“Though I couldn’t resist the temptation to tease you, I quite agree with the Sentinel,” she resumed. “It really was a very gallant rescue, and I suppose you know I recognize my debt to you. I was a little too startled to speak about it when you brought my father home, and you went away so fast.”
“The fellows were afraid of being identified; they bolted as soon as they saw me.”
“One didn’t,” Flora pointed out. “A knife-thrust, like the one you avoided, or a pistol-shot would have obviated any risk they ran. But of course you hate to be thanked.”
“No,” George replied impulsively; “not by you.”
“I wonder,” she said with an amused air, “why you should make an exception of me?”
“I suppose it lessens my sense of obligation. I feel I’ve done some little thing to pay you back.”
“I’m not sure that was very happily expressed. Is it painful to feel that you owe anything to your neighbors?”
George flushed.
“That wasn’t what I meant. Do you think it’s quite fair to lay traps for me, when you can count on my falling into them?” He turned and pointed to the great stretch of grain that clothed the soil with vivid green. “Look at your work. Last fall, all that plowing was strewn with a wrecked and mangled crop; now it’s sown with wheat that will stand the drought. I was feeling nearly desperate, wondering how I was to master the sandy waste, when you came to the rescue and my troubles melted like the dust in summer rain. They couldn’t stand before you; you banished them.”
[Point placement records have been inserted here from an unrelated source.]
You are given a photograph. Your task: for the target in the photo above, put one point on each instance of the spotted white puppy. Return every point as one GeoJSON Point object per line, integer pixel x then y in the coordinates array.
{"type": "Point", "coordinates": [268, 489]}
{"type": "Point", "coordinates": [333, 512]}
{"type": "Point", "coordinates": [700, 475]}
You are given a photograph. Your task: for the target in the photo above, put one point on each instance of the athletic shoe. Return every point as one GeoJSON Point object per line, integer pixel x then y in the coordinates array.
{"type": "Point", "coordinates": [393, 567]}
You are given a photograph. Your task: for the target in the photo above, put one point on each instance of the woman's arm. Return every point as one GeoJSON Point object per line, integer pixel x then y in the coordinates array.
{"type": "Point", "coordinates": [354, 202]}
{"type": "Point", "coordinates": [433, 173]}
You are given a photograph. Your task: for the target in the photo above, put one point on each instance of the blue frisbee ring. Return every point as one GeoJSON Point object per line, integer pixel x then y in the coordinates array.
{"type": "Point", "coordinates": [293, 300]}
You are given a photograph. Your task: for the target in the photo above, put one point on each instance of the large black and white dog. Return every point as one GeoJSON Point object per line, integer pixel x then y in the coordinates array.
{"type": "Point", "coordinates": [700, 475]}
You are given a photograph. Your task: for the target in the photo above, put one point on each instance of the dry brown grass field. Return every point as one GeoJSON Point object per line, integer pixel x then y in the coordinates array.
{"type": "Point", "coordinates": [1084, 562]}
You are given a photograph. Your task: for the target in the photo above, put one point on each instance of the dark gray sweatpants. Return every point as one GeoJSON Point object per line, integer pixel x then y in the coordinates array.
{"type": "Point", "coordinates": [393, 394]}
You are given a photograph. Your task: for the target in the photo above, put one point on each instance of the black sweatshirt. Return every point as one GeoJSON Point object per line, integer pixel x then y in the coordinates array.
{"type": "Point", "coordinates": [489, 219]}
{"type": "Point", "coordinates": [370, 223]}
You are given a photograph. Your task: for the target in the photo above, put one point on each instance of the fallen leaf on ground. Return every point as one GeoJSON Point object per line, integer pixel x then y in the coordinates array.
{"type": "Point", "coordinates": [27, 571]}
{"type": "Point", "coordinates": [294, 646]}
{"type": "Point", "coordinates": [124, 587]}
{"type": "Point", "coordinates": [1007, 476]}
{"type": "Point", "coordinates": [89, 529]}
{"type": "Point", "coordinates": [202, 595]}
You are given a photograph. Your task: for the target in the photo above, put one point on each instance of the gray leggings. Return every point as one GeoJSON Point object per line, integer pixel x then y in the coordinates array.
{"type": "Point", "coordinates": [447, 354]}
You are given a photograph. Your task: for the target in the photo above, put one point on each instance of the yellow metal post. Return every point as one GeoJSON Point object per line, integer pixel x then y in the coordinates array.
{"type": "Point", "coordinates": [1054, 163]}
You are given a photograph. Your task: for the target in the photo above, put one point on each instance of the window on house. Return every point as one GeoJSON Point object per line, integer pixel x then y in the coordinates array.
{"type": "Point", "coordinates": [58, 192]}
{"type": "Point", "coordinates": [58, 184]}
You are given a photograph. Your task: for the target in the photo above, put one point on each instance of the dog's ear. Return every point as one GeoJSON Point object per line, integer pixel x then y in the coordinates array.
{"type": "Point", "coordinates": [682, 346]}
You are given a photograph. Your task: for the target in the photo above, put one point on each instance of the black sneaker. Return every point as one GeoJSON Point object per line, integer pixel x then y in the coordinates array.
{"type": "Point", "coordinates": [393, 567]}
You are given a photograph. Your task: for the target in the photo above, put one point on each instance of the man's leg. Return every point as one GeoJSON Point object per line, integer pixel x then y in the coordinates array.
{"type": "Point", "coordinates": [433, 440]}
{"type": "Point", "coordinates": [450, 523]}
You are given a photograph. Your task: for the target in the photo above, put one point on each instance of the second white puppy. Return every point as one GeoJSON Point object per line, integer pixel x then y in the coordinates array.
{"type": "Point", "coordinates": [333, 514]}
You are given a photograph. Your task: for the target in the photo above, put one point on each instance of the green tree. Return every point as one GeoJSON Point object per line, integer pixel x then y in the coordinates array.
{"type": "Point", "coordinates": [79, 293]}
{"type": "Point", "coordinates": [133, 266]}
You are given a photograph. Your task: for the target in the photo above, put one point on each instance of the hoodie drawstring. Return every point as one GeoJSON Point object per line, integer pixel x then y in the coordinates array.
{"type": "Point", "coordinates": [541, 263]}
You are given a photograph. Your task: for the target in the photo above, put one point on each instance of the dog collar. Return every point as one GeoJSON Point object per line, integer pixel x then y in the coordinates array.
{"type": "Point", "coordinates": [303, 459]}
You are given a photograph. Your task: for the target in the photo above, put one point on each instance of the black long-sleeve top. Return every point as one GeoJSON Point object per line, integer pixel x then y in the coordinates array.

She looked at him rather curiously, and, George thought, with some cause, for he was a little astonished at his outbreak. This was not the kind of language that was most natural to him.
“I wonder,” she said, “why you should take so much for granted—I mean in holding me accountable?”
“It’s obvious,” George declared. “I understand your father; he’s a very generous friend, but the idea of sending me the seed didn’t occur to him in the first place; though I haven’t the least doubt that he was glad to act on it.”
“Ah!” said Flora, “it looks as if you had been acquiring some penetration; you were not so explicit the last time you insisted on thanking me. Who can have been teaching you? It seems, however, that I’m still incomprehensible.”
George considered. It would be undesirable to explain that his enlightenment had come from Edgar, and he wanted to express what he felt.
“No,” he said, in answer to her last remark; “not altogether; but I’ve sometimes felt that there’s a barrier of reserve in you, beyond which it’s hard to get.”
“Do you think it would be worth while to make the attempt? Suppose you succeeded and found there was nothing on the other side?”
He made a sign of negation, and she watched him with some interest; the man was trying to thrash out his ideas.